The gym will continue Zoom classes while resuming studio classes as some clients are not comfortable coming back just yet.
“I think we managed really well during the lockdown. We had team huddles online at 9am, pretending we were coming into work. We kept the morale up and we’re all excited to be back. And we’re coming in with all the precautions.”
‘Anxiousness is there’
Slated to report to his Dubai office soon, Filipino PR professional Debrie Dela Cruz, 32, said he is feeling “50-50” about it.
“The anxiousness is there, you keep seeing the stats of [positive COVID-19] cases every day. Yes, when you’re working from home, you can’t go out that much. But there’s always that fear of going out after being at home all this time,” Cruz added.
Miqdaad Dohadwala, a 31-year-old advertising professional from India, is also expecting to re-join the office soon. His WFM (work from home) spell in Dubai has been smooth.
“Surprisingly, we realised 99 per cent of work is easily done from home. Some companies, like Facebook, are allowing permanent WFM for many employees. My initial perspective towards back-to-work is that I’ll have a routine, I’ll be going out of the house more,” Dohadwala said.
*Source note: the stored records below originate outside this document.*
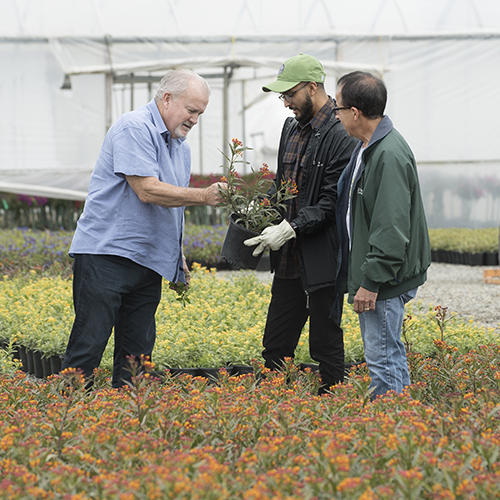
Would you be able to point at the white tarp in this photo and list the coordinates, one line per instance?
(439, 58)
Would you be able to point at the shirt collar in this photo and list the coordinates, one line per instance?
(160, 124)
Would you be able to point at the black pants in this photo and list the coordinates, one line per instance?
(287, 315)
(111, 291)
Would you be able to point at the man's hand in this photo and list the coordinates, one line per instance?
(273, 237)
(212, 193)
(364, 300)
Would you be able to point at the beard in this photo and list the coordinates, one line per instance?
(305, 112)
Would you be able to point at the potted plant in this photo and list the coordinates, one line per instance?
(250, 206)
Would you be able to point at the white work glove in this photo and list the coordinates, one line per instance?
(273, 237)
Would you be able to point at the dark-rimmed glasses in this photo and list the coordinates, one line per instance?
(336, 108)
(288, 97)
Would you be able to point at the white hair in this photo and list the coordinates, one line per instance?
(176, 82)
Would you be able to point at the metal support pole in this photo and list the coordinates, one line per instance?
(225, 106)
(108, 108)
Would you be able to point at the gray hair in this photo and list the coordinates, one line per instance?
(176, 81)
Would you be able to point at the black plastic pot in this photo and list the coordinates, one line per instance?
(47, 368)
(29, 361)
(233, 249)
(37, 364)
(242, 369)
(21, 350)
(55, 364)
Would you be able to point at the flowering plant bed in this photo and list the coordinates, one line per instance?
(246, 438)
(221, 326)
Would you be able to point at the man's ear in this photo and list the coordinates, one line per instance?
(167, 99)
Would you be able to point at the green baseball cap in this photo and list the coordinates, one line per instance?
(301, 68)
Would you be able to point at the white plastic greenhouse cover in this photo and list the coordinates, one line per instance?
(440, 60)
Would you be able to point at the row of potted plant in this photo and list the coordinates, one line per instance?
(221, 326)
(46, 252)
(252, 437)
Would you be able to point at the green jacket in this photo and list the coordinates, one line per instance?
(390, 249)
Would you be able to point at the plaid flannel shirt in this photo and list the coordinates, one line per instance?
(293, 168)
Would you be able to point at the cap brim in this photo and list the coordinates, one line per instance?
(279, 86)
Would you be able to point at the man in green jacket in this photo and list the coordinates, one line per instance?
(385, 250)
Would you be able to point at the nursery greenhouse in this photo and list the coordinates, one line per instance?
(69, 69)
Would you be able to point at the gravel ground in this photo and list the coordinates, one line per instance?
(459, 288)
(462, 290)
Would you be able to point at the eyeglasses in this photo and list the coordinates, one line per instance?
(288, 97)
(336, 109)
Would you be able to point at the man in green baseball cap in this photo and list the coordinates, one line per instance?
(297, 69)
(313, 151)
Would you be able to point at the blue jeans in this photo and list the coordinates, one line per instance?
(111, 291)
(385, 354)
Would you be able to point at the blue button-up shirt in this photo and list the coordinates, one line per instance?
(115, 221)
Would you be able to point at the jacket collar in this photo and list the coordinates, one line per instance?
(383, 128)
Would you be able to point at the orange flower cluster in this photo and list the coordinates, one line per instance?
(248, 437)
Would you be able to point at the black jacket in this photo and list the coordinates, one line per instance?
(328, 152)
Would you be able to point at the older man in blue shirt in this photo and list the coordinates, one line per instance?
(130, 233)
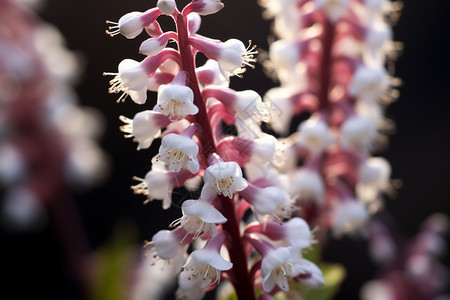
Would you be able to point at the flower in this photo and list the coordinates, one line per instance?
(283, 262)
(152, 46)
(131, 80)
(168, 246)
(199, 217)
(231, 55)
(204, 265)
(178, 152)
(234, 56)
(295, 232)
(223, 178)
(145, 126)
(131, 24)
(175, 101)
(156, 185)
(358, 132)
(314, 135)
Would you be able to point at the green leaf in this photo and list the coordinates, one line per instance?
(112, 264)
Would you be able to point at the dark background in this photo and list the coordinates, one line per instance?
(418, 151)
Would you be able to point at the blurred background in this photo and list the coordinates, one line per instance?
(35, 262)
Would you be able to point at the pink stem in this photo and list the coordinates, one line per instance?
(239, 273)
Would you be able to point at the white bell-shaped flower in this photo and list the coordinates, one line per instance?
(223, 178)
(234, 56)
(297, 233)
(204, 266)
(284, 262)
(358, 132)
(167, 245)
(314, 135)
(131, 24)
(154, 45)
(144, 127)
(178, 152)
(199, 217)
(175, 101)
(130, 80)
(167, 7)
(307, 185)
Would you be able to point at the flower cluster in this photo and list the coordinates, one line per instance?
(48, 142)
(330, 60)
(409, 269)
(193, 106)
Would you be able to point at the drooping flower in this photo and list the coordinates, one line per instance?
(232, 55)
(175, 101)
(167, 7)
(168, 245)
(270, 201)
(204, 7)
(367, 83)
(130, 80)
(199, 217)
(178, 152)
(131, 24)
(283, 262)
(314, 135)
(223, 178)
(204, 266)
(144, 127)
(235, 56)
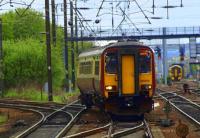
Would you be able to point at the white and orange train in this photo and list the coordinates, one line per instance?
(119, 78)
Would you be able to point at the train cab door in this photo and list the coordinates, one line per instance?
(129, 73)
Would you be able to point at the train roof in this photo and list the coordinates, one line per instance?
(99, 50)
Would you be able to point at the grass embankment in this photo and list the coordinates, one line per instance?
(35, 95)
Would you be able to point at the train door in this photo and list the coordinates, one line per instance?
(128, 82)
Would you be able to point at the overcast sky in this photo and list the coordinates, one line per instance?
(188, 15)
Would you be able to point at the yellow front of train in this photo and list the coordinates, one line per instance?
(128, 76)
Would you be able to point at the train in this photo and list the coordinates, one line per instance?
(118, 78)
(176, 72)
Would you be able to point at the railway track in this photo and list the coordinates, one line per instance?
(183, 105)
(118, 129)
(55, 124)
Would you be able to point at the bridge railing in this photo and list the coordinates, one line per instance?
(141, 32)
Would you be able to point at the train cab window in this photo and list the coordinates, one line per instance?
(145, 63)
(111, 63)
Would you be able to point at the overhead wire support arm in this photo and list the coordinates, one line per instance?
(100, 8)
(131, 21)
(85, 21)
(142, 11)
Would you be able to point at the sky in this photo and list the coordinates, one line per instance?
(186, 16)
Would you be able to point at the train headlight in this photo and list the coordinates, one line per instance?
(110, 88)
(146, 87)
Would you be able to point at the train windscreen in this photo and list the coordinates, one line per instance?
(111, 63)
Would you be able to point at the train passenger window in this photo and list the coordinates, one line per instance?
(96, 67)
(85, 67)
(111, 63)
(145, 63)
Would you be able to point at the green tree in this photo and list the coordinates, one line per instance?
(25, 63)
(20, 25)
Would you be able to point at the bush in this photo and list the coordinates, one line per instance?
(25, 62)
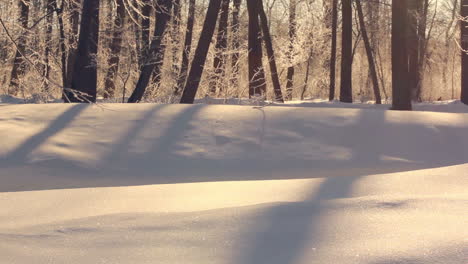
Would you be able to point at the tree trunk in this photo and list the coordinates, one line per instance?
(220, 49)
(145, 28)
(48, 37)
(235, 42)
(152, 65)
(74, 7)
(84, 80)
(333, 50)
(115, 48)
(175, 36)
(414, 14)
(464, 41)
(346, 92)
(292, 37)
(187, 48)
(401, 95)
(370, 56)
(270, 53)
(199, 59)
(19, 66)
(257, 85)
(62, 46)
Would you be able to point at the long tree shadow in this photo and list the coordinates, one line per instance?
(282, 234)
(164, 161)
(19, 155)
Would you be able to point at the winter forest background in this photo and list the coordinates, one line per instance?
(302, 34)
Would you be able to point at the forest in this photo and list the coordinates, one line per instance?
(277, 50)
(234, 132)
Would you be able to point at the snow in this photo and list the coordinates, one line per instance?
(207, 183)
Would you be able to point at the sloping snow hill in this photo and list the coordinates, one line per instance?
(152, 183)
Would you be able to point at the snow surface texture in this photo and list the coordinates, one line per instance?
(151, 183)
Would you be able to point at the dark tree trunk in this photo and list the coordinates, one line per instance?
(414, 15)
(115, 48)
(19, 66)
(84, 80)
(175, 36)
(145, 28)
(464, 41)
(48, 37)
(154, 55)
(369, 52)
(220, 49)
(257, 85)
(333, 50)
(187, 48)
(346, 92)
(62, 46)
(422, 47)
(235, 42)
(270, 53)
(292, 37)
(74, 7)
(401, 96)
(198, 63)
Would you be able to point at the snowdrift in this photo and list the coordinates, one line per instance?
(152, 183)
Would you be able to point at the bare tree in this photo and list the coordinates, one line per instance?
(155, 53)
(464, 43)
(115, 48)
(84, 80)
(220, 48)
(333, 50)
(346, 92)
(19, 66)
(199, 59)
(292, 37)
(257, 85)
(235, 42)
(187, 47)
(270, 53)
(401, 97)
(369, 52)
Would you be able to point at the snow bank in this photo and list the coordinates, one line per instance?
(154, 183)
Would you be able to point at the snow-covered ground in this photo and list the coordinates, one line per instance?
(151, 183)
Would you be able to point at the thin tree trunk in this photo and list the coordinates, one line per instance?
(270, 53)
(422, 39)
(74, 7)
(220, 49)
(175, 36)
(464, 41)
(235, 42)
(414, 13)
(333, 50)
(63, 49)
(401, 95)
(370, 56)
(154, 55)
(19, 67)
(292, 37)
(48, 38)
(346, 92)
(199, 59)
(84, 81)
(145, 28)
(257, 85)
(115, 48)
(187, 48)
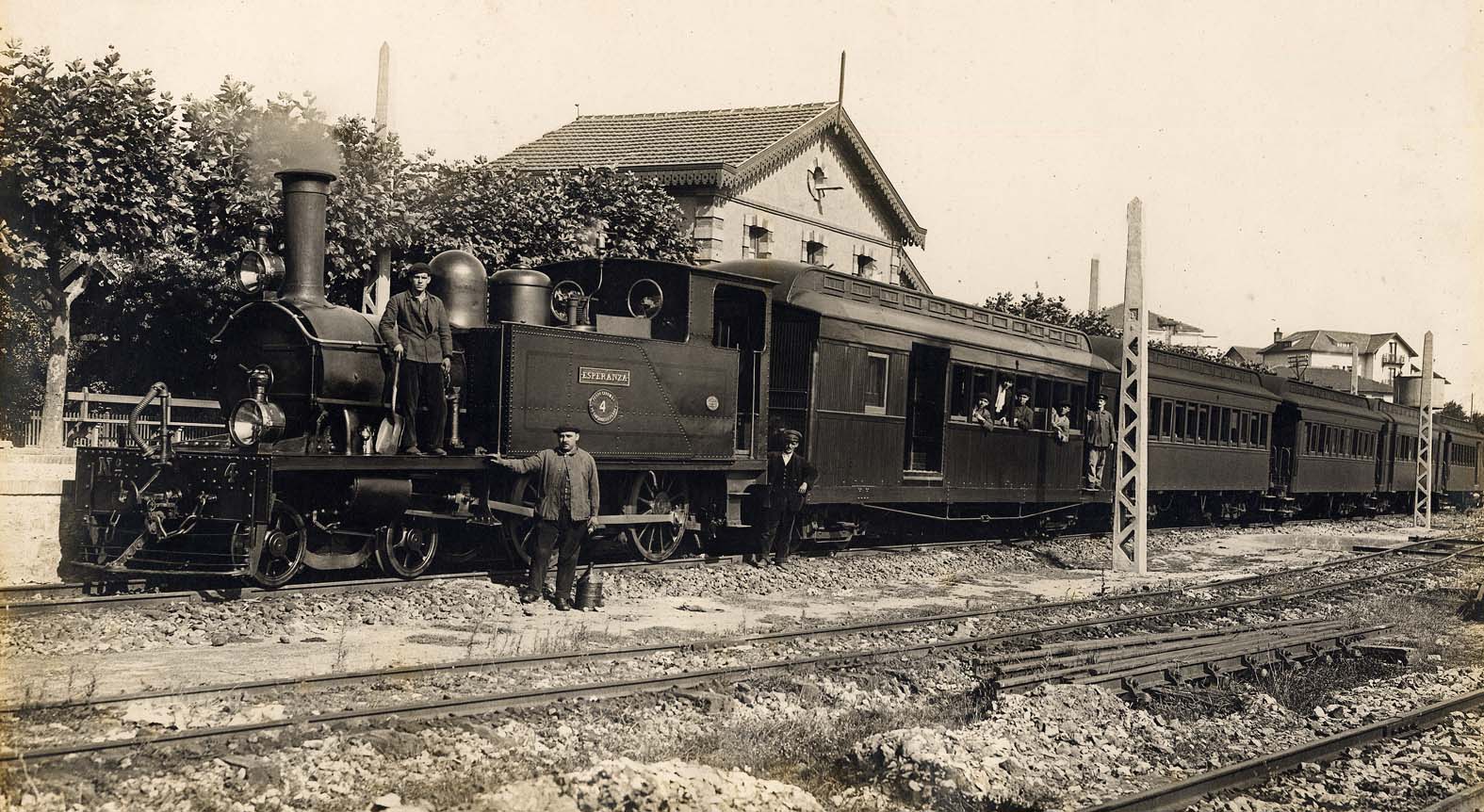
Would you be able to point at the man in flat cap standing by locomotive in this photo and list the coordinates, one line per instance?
(567, 511)
(789, 481)
(416, 327)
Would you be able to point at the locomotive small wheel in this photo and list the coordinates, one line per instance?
(407, 549)
(658, 493)
(805, 530)
(520, 531)
(283, 553)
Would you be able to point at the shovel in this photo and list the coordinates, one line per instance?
(389, 433)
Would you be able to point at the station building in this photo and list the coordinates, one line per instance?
(792, 183)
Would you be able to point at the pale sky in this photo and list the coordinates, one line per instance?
(1302, 165)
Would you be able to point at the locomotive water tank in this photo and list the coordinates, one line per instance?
(459, 280)
(521, 296)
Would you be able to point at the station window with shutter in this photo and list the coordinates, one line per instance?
(758, 244)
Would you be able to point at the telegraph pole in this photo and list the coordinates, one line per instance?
(1131, 493)
(377, 286)
(1422, 508)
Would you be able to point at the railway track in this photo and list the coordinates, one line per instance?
(18, 602)
(1254, 771)
(735, 673)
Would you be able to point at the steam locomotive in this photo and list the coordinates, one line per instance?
(680, 376)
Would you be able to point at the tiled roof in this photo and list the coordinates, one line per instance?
(1336, 379)
(725, 149)
(1246, 355)
(1115, 317)
(726, 137)
(1334, 340)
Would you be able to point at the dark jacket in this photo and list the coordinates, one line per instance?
(784, 479)
(420, 329)
(578, 471)
(1022, 417)
(1100, 432)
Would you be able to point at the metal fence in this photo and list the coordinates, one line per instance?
(103, 420)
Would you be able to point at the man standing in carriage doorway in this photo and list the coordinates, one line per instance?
(416, 327)
(789, 481)
(567, 511)
(1100, 435)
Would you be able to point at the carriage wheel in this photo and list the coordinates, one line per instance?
(520, 531)
(407, 549)
(652, 493)
(283, 551)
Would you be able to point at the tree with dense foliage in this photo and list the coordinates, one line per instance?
(515, 219)
(1051, 311)
(90, 178)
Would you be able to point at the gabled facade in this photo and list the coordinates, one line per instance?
(1164, 329)
(790, 183)
(1382, 355)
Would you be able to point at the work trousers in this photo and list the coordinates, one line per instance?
(422, 383)
(547, 533)
(778, 530)
(1096, 459)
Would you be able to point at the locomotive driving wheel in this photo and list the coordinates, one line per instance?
(283, 551)
(520, 531)
(405, 549)
(655, 493)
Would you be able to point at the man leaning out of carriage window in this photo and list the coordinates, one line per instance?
(1061, 422)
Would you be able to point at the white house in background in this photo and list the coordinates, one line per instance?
(1382, 355)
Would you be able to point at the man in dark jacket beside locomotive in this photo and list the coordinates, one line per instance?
(416, 327)
(1100, 433)
(567, 512)
(789, 481)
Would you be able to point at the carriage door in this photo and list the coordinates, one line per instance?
(790, 368)
(738, 324)
(1285, 446)
(926, 386)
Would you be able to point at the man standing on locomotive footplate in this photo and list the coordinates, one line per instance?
(416, 327)
(789, 479)
(567, 511)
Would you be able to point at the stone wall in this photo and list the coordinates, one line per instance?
(36, 517)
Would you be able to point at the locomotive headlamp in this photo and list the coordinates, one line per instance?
(255, 422)
(257, 272)
(258, 269)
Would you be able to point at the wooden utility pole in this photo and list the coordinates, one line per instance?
(377, 286)
(1131, 492)
(1422, 508)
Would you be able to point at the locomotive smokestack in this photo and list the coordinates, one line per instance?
(304, 196)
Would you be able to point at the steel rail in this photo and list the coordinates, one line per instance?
(764, 637)
(1244, 773)
(624, 688)
(1465, 801)
(237, 591)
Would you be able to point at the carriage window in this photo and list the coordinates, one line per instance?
(876, 367)
(1042, 404)
(960, 402)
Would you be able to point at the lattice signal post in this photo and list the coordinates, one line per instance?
(1422, 508)
(1131, 495)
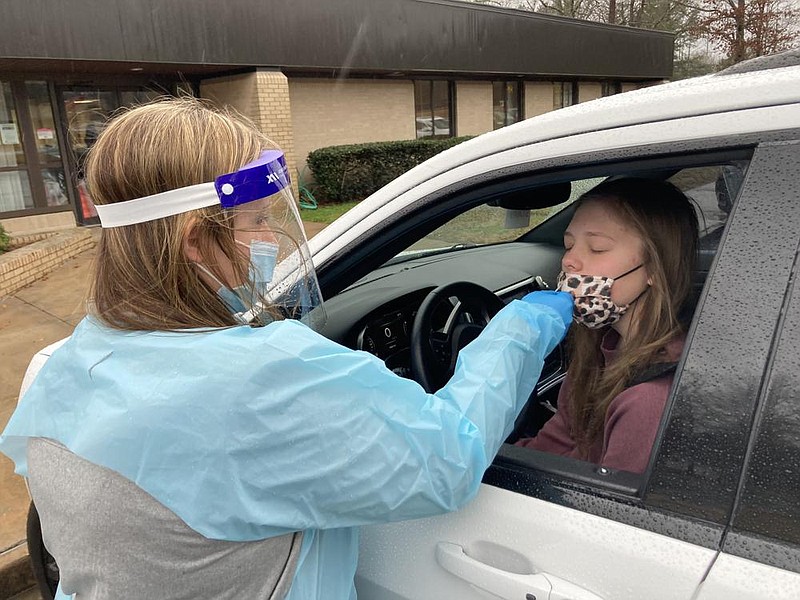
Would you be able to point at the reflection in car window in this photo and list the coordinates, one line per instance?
(486, 224)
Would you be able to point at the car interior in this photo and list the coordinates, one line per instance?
(431, 289)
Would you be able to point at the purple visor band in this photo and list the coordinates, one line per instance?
(263, 177)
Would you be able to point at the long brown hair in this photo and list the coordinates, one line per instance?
(664, 219)
(143, 280)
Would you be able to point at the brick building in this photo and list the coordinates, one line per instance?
(309, 73)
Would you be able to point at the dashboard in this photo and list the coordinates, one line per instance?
(376, 313)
He is also a stand-up comedian who has his own company. “When it comes to that [business], I think the mentality will take a little more time to re-adjust, to be in a room again with 100 people watching the show.”
Pros and cons
For Insiya Lightwala, face-to-face interactions with colleagues are an essential part of her work as a structural engineer. That is a major reason why she is “looking forward” to stepping into the office again, which could happen soon.
“As a team, we would make live corrections on drawings. With WFM, it means what used to take 10 minutes now takes half a day to get implemented,” the 29-year-old Indian expat said.
Is there anything she will miss about WFM?
“Not having to dress up to go to work; I can just roll out of bed and ‘be at work’. I’m not missing the commute.”